8:50 h - Hora de partir. Embora em pleno Julho decidi levar o impermeável e ainda bem que o fiz. Os primeiros quilómetros à saída de Vila Pouca são realmente muito bonitos, com mata densa e com boa inclinação. Embora tivesse o trilho essencialmente em terra, decidi não arriscar (muito) e fiz os primeiros 6 quilómetros a subir em estrada, embora tivesse no meu raio de visão, o trilho marcado no GPS.
Chegado ao topo da Serra da Padrela a dificuldade era escolher os trilhos. Lá optei por um à esquerda e fiz uma boa parte da encosta norte da serra. A minha companhia nessa altura eram as aves de rapina e borboletas. Esta parte tem belíssimos trilhos, alguns rolantes, boas subidas e boas descidas.
Chegado ao topo (Eólicas e central da PT), passei a estrada para reencontrar o trilho e passados cerca de 2 quilómetros, grande susto. Um cão pastor, a fazer o seu trabalho, veio ao meu encontro (Amaral, lembrei-me do que me contaste do Alentejo). Acho que a velocidade máxima que registei (53 km/h) foi ali, a subir. Ainda tem a imagem de um cão enorme, com coleira de picos a rosnar ao lado do meu pedal esquerdo. UFA.
O resto foi pura descoberta, nos locais mais inóspitos onde estávamos eu, a bicicleta e o GPS. Por 3 vezes escolhi mal o trilho, desci e depois tive que subir, mas entretanto registei duas histórias fantásticas.
Em Curros, uma das aldeias por onde passei, veio um senhor ter comigo e perguntou:
- Está a ver os peixes?
- Não, estou a tirar umas fotografias. Mas aqui há peixes?
- Havia trutas, mas um pescador de Murça leva tudo. Pesca com morcões. Sabe o que são morcões?
- Claro que sei o que são morcões.
- É ilegal, mas ele compra para ai um quilo e às vezes estão 20 pescadores e só o de Murça é que pesca.
Moral da história o de Murça e os morcões fazem uma dupla implacável.
Mais à frente, entro noutra aldeia, cujo nome não registei, e vi um casal de idosos a quem perguntei onde podia encontrar água. A senhora disse:
- Bata ai nesse portão azul que a senhora dá-lhe água.
O senhor disse logo:
- Não bata nada que a senhora está a dormir. Venha daí que eu dou-lhe água.

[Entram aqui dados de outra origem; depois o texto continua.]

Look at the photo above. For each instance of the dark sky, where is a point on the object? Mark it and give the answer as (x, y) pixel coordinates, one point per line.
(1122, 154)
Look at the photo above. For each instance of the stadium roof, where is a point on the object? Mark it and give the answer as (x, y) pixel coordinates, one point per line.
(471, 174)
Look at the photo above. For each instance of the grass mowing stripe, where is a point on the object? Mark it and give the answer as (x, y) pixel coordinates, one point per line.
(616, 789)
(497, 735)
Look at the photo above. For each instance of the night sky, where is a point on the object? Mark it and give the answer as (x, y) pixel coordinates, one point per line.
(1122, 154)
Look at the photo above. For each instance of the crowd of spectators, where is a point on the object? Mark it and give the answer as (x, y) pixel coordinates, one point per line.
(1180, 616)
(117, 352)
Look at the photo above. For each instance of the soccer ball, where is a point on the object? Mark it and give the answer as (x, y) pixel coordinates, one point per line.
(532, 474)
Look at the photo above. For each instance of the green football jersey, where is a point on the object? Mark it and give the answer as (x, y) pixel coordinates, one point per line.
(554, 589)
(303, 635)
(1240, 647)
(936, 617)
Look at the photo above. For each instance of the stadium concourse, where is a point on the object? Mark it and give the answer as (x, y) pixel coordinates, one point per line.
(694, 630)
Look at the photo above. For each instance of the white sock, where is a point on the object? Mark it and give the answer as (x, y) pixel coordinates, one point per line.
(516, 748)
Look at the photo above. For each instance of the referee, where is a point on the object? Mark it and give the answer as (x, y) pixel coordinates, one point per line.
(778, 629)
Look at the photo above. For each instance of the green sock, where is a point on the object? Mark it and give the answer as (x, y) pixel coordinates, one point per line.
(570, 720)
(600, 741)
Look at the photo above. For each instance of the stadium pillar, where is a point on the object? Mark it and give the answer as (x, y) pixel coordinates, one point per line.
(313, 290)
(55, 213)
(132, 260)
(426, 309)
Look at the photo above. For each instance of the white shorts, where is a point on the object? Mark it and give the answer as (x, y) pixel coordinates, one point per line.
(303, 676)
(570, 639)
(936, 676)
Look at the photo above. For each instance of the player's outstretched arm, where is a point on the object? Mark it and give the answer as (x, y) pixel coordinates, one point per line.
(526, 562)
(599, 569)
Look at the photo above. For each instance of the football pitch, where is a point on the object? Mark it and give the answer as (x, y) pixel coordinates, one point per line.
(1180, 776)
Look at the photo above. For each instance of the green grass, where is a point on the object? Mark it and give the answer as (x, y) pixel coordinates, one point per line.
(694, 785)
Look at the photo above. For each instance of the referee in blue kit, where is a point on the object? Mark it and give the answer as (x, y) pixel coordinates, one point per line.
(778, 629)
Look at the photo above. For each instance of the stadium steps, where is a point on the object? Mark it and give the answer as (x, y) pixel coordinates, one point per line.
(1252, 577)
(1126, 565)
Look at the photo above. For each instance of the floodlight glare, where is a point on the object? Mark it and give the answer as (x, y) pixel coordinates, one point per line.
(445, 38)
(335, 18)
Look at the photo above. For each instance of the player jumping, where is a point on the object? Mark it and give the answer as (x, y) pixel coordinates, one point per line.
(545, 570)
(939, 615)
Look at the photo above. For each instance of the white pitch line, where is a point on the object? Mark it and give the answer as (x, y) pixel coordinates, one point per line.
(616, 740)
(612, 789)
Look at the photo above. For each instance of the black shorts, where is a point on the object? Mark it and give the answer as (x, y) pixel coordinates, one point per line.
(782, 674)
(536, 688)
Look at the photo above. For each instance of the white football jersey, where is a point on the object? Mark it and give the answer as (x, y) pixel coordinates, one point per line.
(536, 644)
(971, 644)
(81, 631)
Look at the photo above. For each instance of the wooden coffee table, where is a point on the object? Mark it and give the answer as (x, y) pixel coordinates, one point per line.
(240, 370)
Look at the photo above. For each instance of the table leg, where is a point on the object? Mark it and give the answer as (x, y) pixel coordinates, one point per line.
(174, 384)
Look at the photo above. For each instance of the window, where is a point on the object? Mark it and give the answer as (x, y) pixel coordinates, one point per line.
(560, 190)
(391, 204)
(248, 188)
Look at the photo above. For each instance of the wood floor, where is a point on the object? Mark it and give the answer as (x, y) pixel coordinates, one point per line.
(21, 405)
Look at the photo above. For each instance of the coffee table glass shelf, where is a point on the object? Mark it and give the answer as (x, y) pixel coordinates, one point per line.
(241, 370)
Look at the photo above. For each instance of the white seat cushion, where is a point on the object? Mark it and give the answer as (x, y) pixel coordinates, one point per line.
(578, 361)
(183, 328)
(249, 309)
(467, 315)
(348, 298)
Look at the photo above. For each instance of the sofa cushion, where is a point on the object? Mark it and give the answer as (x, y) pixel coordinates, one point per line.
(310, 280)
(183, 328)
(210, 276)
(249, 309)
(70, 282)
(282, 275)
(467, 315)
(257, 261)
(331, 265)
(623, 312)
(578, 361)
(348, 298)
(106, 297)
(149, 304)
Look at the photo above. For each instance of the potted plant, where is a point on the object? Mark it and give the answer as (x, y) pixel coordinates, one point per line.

Ao descer a rua perguntou:
- Os outros demoram?
- Não há mais ninguém, sou só eu.
Haviam de ver a cara de espanto do homem.
- Noutro dia eram para aí uns 30. Até tinham motas
Depois de se certificar que era realmente só eu, disse.
- Olhe, não quer antes um copo de vinho.
São duas histórias simples, que nos enriquecem, e quebram a rotina daquelas populações.
Depois foi tempo de chegar ao sopé da serra de Sta. Comba por volta das 15:00 h com 60 kms percorridos, outro tanto para voltar e um tempestade ameaçadora. Decidi “abortar a missão” e voltar por estrada, o que se revelou acertado mas ainda assim duríssimo, pois foram 25 kms a subir debaixo de chuva e vento contrário.
Em resumo, foi um dia bem passado que deixa vontade de lá voltar.